Now suppose you want to determine how well a player will do, given, say, a sample of the player’s data? Under classical (aka “frequentist” ) statistics, one looks at how well the player has done, calculates the percentage ($p$) and then determines a confidence interval for said $p$: using the normal approximation to the binomial distribution, this works out to $\hat{p} \pm z_{\frac{\alpha}{2}} \sqrt{n}\sqrt{p(1-p)}$

\

Yes, I know..for someone who has played a long time, one has career statistics ..so imagine one is trying to extrapolate for a new player with limited data.

That seems straightforward enough. But what if one samples the player’s shooting during an unusually good or unusually bad streak? Example: former NBA star Larry Bird once made 71 straight free throws…if that were the sample, $\hat{p} = 1$ with variance zero! Needless to say that trend is highly unlikely to continue.

Classical frequentist statistics doesn’t offer a way out but Bayesian Statistics does.

This is a good introduction:

But here is a simple, “rough and ready” introduction. Bayesian statistics uses not only the observed sample, but a proposed distribution for the parameter of interest (in this case, p, the probability of making a free throw). The proposed distribution is called a prior distribution or just prior. That is often labeled $g(p)$

Since we are dealing with what amounts to 71 Bernoulli trials where p = .672 so the distribution of each random variable describing the outcome of each individual shot has probability mass fuction $p^{y_i}(1-p)^{1-y_i}$ where $y_i = 1$ for a make and $y_i = 0$ for a miss.
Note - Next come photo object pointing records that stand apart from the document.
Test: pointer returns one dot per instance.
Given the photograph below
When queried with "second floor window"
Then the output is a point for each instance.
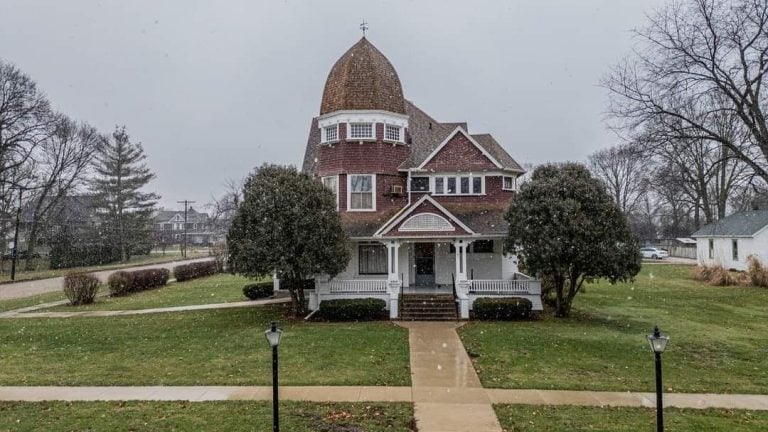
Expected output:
(361, 192)
(393, 133)
(361, 130)
(331, 133)
(332, 183)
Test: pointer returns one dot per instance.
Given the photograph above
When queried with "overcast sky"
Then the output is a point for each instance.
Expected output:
(214, 89)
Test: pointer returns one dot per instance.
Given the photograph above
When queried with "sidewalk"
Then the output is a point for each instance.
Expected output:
(41, 286)
(386, 394)
(447, 393)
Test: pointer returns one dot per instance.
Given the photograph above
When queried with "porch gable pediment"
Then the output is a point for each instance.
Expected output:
(425, 217)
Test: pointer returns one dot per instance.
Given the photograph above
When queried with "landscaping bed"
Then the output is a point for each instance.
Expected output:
(532, 418)
(224, 347)
(717, 339)
(230, 416)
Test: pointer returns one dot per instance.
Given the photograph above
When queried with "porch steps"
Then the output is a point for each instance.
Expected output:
(427, 307)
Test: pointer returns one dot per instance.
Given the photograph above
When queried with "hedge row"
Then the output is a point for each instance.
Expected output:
(81, 288)
(259, 290)
(502, 308)
(195, 270)
(127, 282)
(353, 310)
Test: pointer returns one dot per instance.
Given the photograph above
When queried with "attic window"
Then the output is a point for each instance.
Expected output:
(331, 133)
(393, 133)
(361, 130)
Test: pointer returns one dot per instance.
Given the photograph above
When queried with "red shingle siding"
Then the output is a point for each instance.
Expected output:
(426, 207)
(459, 154)
(366, 158)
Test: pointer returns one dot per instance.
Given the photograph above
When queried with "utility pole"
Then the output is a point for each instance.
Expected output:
(15, 251)
(184, 247)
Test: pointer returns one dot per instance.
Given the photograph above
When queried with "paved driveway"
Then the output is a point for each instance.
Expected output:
(42, 286)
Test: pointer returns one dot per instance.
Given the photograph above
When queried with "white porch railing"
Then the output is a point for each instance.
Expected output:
(520, 285)
(358, 286)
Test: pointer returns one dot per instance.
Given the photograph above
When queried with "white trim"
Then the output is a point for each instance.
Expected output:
(469, 137)
(323, 137)
(370, 137)
(404, 229)
(514, 183)
(349, 193)
(362, 116)
(322, 180)
(397, 218)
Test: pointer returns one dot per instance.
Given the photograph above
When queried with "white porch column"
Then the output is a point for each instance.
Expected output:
(462, 282)
(393, 276)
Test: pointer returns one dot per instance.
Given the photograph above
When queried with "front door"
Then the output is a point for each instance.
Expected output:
(425, 264)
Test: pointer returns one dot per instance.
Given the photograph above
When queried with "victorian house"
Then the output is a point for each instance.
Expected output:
(422, 201)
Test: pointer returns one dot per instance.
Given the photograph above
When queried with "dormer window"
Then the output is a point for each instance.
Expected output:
(393, 133)
(331, 133)
(361, 131)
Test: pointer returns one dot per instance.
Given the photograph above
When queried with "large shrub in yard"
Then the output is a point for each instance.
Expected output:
(81, 288)
(128, 282)
(564, 226)
(195, 270)
(259, 290)
(287, 223)
(353, 310)
(502, 308)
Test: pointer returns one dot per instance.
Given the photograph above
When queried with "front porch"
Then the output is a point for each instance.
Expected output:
(465, 268)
Our goal is to calculate what is known as a posterior distribution (or just posterior) which describes $g$ after updating with the data; we’ll call that $g^*(p)$.

How we go about it: use the principles of joint distributions, likelihood functions and marginal distributions to calculate $g^*(p|y_1, y_2...,y_n) = \frac{L(y_1, y_2, ..y_n|p)g(p)}{\int^{\infty}_{-\infty}L(y_1, y_2, ..y_n|p)g(p)dp}$

The denominator “integrates out” p to turn that into a marginal; remember that the $y_i$ are set to the observed values. In our case, all are 1 with $n = 71$.

What works well is to use the beta distribution for the prior. Note: the pdf is $\frac{\Gamma (a+b)}{\Gamma(a) \Gamma(b)} x^{a-1}(1-x)^{b-1}$ and if one uses $p = x$, this works very well. Now because the mean will be $\mu = \frac{a}{a+b}$ and $\sigma^2 = \frac{ab}{(a+b)^2(a+b+1)}$ given the required mean and variance, one can work out $a, b$ algebraically.

Now look at the numerator which consists of the product of a likelihood function and a density function: up to constant $k$, if we set $\sum^n_{i=1} y_i = y$ we get $k p^{y+a-1}(1-p)^{n-y+b-1}$
The denominator: same thing, but $p$ gets integrated out and the constant $k$ cancels; basically the denominator is what makes the fraction into a density function.

So, in effect, we have $kp^{y+a-1}(1-p)^{n-y+b-1}$ which is just a beta distribution with new $a^* =y+a, b^* =n-y + b$.

So, I will spare you the calculation except to say that that the NBA prior with $\mu = .672, \sigma^2 =.0074$ leads to $a = 19.355, b= 9.447$

Now the update: $a^* = 71+19.355 = 90.355, b^* = 9.447$.

What does this look like? (I used this calculator)

That is the prior. Now for the posterior:

Yes, shifted to the right..very narrow as well. The information has changed..but we avoid the absurd contention that $p = 1$ with a confidence interval of zero width.

We can now calculate a “credible interval” of, say, 90 percent, to see where $p$ most likely lies: use the cumulative density function to find this out:

And note that $P(p < .85) = .042, P(p < .95) = .958 \rightarrow P(.85 < p < .95) = .916$. In fact, Bird’s lifetime free throw shooting percentage is .882, which is well within this 91.6 percent credible interval, based on sampling from this one freakish streak.